キリッとした切れ長の目にスッとしたシャープな顎の珠希とは違って礼二はパグ顔の癒し系だった。
「えーと。」
みずきは一瞬で計画が狂ってしまってどうすればいいかわからなかった。また改めて出直そうか。
その時、携帯のメール着信音がなったので、みずきは慌てて携帯を取り出し、メールをチェックした。
雄二から(どうなった?)という内容のメールだった。
今日2件目の催促メールだ。
もちろんカメオ買い戻すって言ってたけどどうなった?と言う意味なのだ。みずきは返信を返さずに携帯をバックにしまった。
「あっ、あなたこの間カメオ売りに来たよね。」
礼二の隣にいたチャーミーが隣のカウンターから顔を出した。
「あ、そうです。」
みずきはそう答えてから珠希ではなくてこの二人を相手にしようと心を決めた。
礼二とチャーミーの笑顔は爽やかだった。
あまりにも馬鹿爽やかだったから、この人達なら”使える”と思った。
前にカメオを売りに来た時の印象からすると、この二人は水晶のような天然石には詳しくないようだから、この水晶が安物だということをわからないだろう。
ここは女の武器で勝負してみよう。
「そのカメオのことなんですけど、あれ買い戻したいんです。でも4万で売ったのに50万って言われて。」
みずきは悲しい表情を見せて上目遣いで二人を見た。目をうるうるさせようと脳に指令を出す。私は女優。

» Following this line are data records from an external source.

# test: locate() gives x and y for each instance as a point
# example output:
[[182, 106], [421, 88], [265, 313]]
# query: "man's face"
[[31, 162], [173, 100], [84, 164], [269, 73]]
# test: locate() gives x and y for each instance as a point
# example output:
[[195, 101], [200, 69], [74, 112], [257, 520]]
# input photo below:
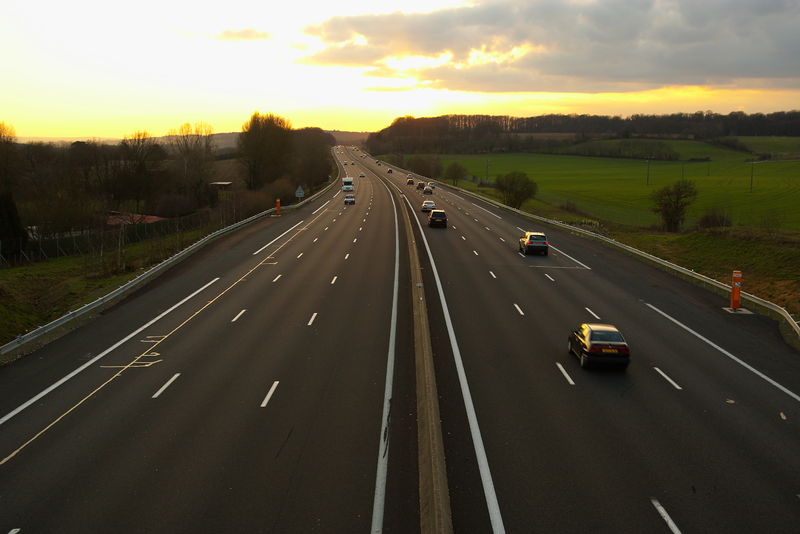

「あぁ、あれね。あれは酷いよね、ごめんね。でも俺たちにはどうもできないんだ。」
みずきは礼二の心から同情する表情を確認した時、いける。心の中で思った。
「だから今日はこれを売りに来ました。この水晶買い取ってください。50万で。」
みずきはバックから水晶を取り出してカウンターにそっと置いた。
「いくらなんでも50万は無理だなぁ。」
礼二は困ったようにそう言った。宥めるような優しい口調だった。
「お金が欲しい気持ちよくわかるんだけど、これ一つで50万ってわけにはいかないよ。ブランドのバックとか時計とかそういうのあったら高く買い取れるけど。」
礼二は子供に話しかけるようにゆっくりはっきりとそう言った。
礼二は笑顔でみずきの方をじっと見ている。
水晶をよく見ないでも本物かどうかわかるんだろうか。そう思いながらみずきも礼二を見つめ返す。
「私、特別な能力があるんです。」
みずきはそーっと両手を水晶玉にかざした。
こんなことしても信じてもらえないかもしれない。
でも2千円の水晶を50万で売るにはこれくらい強気でないといけない。
「へぇー占い師なの。こんな可愛い顔の占い師見たことないよ。ねえ、占い師ならなんか占ってよ。」
急にチャーミーがカウンターに身を乗り出してみずきに顔を近づけた。
「いいですよ。」
そう言ってから後悔した。こんな悩みのなさそうな人のことなんかわかるんだろうか。
みずきはチャーミーの無防備なその顔から何かを読み取ろうとした。この人なら適当なことを言っても信じるかもしれない。
でもその適当なことさえ思いつかなかった。
口の隅に付いた茶色が気になって集中できない。チョコレートか?こんなチョコレートを口に付けた人の弱みが何かなんてわかるわけない。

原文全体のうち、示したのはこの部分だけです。